Bill Bishop

No. 73, 72
- Positions: Defensive tackle, offensive tackle

Personal information
- Born: May 8, 1931 Borger, Texas, U.S.
- Died: May 14, 1998 (aged 67) Geneva, Illinois, U.S.
- Listed height: 6 ft 4 in (1.93 m)
- Listed weight: 248 lb (112 kg)

Career information
- College: North Texas
- NFL draft: 1952: 8th round, 90th overall pick

Career history
- Chicago Bears (1952–1960); Minnesota Vikings (1961);

Awards and highlights
- Pro Bowl (1954);

Career NFL statistics
- Games played: 117
- Games started: 103
- Fumble recoveries: 14
- Stats at Pro Football Reference

= Bill Bishop (American football) =

American football player (1931–1998)

William Eugene Bishop (May 8, 1931 – May 14, 1998) was an American professional football player who was a defensive lineman for 10 seasons in the National Football League (NFL).

A former United States Air Force member, he played college football for the North Texas State Eagles from 1949 to 1951. Much of his pro career was spent with the Chicago Bears; although he was selected 90th overall in the eighth round by the Pittsburgh Steelers in the 1952 NFL draft, he was traded to Chicago shortly after.
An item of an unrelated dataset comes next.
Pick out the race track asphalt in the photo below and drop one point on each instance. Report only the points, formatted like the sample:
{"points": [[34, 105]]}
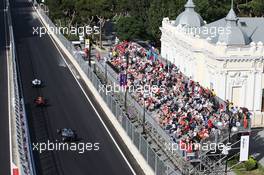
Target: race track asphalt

He spent nine seasons with the Bears, remaining close with his teammates but frequently clashing with coach George Halas for salary reasons; in 1960, Bishop remarked, "Halas brainwashes you so much you don't want to play with anybody else; it's like playing for the New York Yankees." Bishop later became team captain of the inaugural Minnesota Vikings in 1961.

In the early 1970s, he coached the Winfield Giants Pop Warner team in Winfield, Illinois.